Positions of the Parties
a) Burnford
[8] Burnford seeks its costs of the mini-trial on a substantial indemnity basis in the amount of $28,938.91 or on a partial indemnity basis totalling $19,092.82. Burnford requests that the costs, if awarded, be payable within 30 days of the date of the costs order.
[9] Burnford submits that it is entitled to its costs of the mini-trial because the only issue that required determination (i.e. rectification) was decided in its favour. As the successful party on that issue, Burnford submits that it is presumptively entitled to its costs. It also submits that the costs are payable on a substantial indemnity basis because it was readily apparent to both parties, prior to the commencement of the mini-trial, that the claim for rectification would be dismissed.
b) Premier
[10] Premier seeks its costs of the mini-trial, payable in the cause.
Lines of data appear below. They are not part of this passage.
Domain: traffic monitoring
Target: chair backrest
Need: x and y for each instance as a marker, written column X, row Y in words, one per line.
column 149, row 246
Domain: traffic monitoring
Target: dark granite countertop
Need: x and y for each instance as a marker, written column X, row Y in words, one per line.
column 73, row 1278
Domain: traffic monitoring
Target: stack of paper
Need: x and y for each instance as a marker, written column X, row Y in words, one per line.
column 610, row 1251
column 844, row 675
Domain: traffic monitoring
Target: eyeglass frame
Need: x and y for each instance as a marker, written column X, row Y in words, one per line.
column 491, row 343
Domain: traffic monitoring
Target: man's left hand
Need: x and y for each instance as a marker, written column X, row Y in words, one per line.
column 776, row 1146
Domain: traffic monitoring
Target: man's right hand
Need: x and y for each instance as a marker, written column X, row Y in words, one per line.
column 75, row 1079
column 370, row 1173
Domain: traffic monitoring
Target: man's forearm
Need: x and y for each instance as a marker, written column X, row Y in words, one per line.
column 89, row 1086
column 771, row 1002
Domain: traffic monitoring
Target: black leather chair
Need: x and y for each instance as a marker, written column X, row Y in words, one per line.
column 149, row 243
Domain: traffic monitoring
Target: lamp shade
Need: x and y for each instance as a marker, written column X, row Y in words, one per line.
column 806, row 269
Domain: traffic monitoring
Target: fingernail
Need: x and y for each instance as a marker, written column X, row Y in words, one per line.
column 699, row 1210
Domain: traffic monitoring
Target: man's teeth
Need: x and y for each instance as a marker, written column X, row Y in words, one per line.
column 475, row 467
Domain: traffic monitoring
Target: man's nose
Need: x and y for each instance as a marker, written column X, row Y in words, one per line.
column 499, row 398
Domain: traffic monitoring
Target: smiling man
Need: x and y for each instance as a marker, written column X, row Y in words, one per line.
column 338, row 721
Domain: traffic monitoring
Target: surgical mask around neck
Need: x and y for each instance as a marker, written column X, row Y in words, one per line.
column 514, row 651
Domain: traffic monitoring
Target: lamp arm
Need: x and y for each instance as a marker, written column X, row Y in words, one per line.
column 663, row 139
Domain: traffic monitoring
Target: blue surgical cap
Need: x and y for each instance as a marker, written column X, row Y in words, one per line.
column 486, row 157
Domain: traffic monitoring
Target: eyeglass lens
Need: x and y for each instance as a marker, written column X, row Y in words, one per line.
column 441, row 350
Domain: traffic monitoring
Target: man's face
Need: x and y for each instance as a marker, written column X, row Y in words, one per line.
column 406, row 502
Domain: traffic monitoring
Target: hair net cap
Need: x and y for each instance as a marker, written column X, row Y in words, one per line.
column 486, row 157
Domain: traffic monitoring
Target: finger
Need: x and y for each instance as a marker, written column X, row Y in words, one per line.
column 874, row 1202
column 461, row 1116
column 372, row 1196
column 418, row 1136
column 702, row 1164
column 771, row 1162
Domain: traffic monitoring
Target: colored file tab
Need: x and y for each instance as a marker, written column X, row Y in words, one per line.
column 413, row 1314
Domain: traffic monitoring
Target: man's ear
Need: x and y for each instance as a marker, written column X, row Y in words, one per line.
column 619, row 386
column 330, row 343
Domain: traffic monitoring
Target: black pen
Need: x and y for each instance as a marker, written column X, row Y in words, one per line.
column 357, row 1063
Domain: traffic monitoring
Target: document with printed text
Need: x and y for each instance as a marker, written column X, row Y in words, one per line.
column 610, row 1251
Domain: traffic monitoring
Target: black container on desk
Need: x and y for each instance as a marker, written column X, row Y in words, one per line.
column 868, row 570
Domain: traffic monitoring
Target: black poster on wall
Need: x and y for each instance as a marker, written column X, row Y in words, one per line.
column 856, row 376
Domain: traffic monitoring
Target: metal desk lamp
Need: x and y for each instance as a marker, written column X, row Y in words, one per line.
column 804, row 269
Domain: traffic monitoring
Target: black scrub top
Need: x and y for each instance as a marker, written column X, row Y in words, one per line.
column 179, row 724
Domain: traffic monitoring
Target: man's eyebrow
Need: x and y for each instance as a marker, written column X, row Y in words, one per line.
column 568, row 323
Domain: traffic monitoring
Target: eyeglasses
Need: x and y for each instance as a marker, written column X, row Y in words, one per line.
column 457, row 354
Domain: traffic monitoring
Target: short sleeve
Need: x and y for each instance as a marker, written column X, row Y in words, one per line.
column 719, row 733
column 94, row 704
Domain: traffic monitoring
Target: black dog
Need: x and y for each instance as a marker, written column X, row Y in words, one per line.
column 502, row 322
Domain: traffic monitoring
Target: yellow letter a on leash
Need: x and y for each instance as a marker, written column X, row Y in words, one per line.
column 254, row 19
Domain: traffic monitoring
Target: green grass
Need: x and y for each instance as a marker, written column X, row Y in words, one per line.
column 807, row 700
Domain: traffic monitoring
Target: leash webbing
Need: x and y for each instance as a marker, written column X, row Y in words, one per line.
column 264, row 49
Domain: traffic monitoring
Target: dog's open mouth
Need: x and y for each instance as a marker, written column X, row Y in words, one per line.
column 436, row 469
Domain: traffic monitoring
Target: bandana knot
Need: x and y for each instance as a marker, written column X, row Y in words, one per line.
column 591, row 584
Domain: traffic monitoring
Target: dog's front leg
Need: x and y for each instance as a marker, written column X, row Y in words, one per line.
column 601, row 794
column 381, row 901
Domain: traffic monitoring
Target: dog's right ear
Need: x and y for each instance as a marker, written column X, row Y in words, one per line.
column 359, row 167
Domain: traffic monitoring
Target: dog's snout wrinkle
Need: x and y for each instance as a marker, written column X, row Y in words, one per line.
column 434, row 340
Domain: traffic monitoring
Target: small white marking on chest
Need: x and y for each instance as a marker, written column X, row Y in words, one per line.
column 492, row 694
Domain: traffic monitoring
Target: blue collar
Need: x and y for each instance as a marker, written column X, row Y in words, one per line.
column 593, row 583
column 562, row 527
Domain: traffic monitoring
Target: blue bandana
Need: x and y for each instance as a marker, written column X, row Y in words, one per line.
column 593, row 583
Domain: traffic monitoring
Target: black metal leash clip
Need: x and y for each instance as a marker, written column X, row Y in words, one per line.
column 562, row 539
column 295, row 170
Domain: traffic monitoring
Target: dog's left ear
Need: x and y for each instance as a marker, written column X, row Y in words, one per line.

Premier does not request costs payable on a particular scale, leaving it open to the court to determine whether costs, if payable, are payable on a substantial or partial indemnity basis. If payable on the former scale, the costs claimed total $25,937.22 and on the latter scale, $20,218.62.
[11] Premier relies on the alleged failure of Burnford to admit, prior to the second day of the mini-trial, that the parties are bound by the terms of the 2007 Document, as a stand-alone document independent of the terms of the 2008 Lease. Premier submits that, had that admission been made prior to the mini-trial, it would not have been required to pursue the remedy of rectification. The issue of rectification would have been rendered moot and Premier would have been able to rely on the terms of the 2007 Document alone in support of its claim for damages. Premier relies on the lack of a timely admission in that regard in support of its claim for costs of the mini-trial to be payable to it in the cause.
[12] In the alternative, Premier submits that Burnford is not entitled to costs of the mini-trial because its success on the mini-trial is a partial result only. Costs should not be awarded until an overall result of the action is determined. Premier submits that it may still succeed in its claim against Burnford and recover damages.
c) Burnford (in reply)
[13] In response, Burnford submits that it was clear well in advance of the mini-trial that it acknowledged that it was bound by the terms of the 2007 Document, as a stand-alone document independent of the 2008 Lease. In support of that position, Burnford points to paragraph 68 of its factum and book of authorities (on the mini-trial).
[14] In that paragraph, Burnford set out the issues to be determined on the mini-trial and its position with respect to each:
Burnford respectfully submits that the questions posed by the Court in the context of the mini-trial should be answered as follows …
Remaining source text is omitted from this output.